Design Paradigms
Bevy is for Teams
Bevy (and especially its Editor) is a tool for cross-disciplinary teams to work together. Each user will have their own unique strengths and weaknesses and tasks to perform.
That means:
- Collaboration should be pleasant.
- The Editor must be customizable to meet the unique needs of each user and project.
- Art, audio, writing and design-centric workflows should require a minimal level of technical expertise.
Group tools by task into workspaces
Tools should be grouped together into customizable workspaces to reflect the needs of common tasks: creating a level, debugging and optimizing a game, writing dialog, and so on.
It's okay for tools to be duplicated across the default workspaces if they're needed by more than one workflow!
Redundant interaction paradigms for accessibility
- Anything that can be done via a mouse click can be done via a hotkey.
- Anything that can be found in a menu can be found in the command palette.
- Anything that can be configured via setting a menu option can be done by editing a config file.
To be completely clear: the same should be true in the opposite directions!
Non-Overlapping
The UI should enable you to always view all relevant information and tools at any given moment, you should never have to move a window out of your way, for that reason, as well as sticking with bevy's modular structure, Bevy uses a divided window layout we call Panes.
- Screens; the entire window enables you to configure workspaces using multiple editors.

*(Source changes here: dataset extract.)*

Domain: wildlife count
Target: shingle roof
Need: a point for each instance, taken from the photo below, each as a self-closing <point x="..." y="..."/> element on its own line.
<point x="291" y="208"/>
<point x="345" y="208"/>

- Panes; the container of an editor. Editors can each operate similar to a stand alone editor, like for modeling, painting or scripting. Editors can both follow Screen level user context ("Active" or "Selected") and offer local context browsing.
- Regions; every editor allows further subdivision to provide button/menu headers, toolbars, channel views, and what more is needed to serve its functionality.
Non-Blocking
The UI should stay responsive whenever possible. Tools and interface options should not block the user from using any other parts of Bevy Editor. When long-running blocking tasks are required, it should be clearly indicated and allow an immediate exit. Users don't like their workflow being interrupted!
Non-Modal
User input should remain as consistent and predictable as possible, do not change what inputs do on the fly without clear communication.
When input behavior changes (e.g. a special camera mode that overrides normal controls), the change in behavior should be temporary, and require continuous user input (typically pressing a key or holding a click) to remain active.
Select -> Operate
In Blender you first indicate which data you work on, and then what you want to do. The same applies for Bevy. Quote from Blender's guidelines: "This follows the non-modal principle; there's no active tool mode you need to set first to be able to use the tool on what you select after. This concept enables a fast and flexible work flow."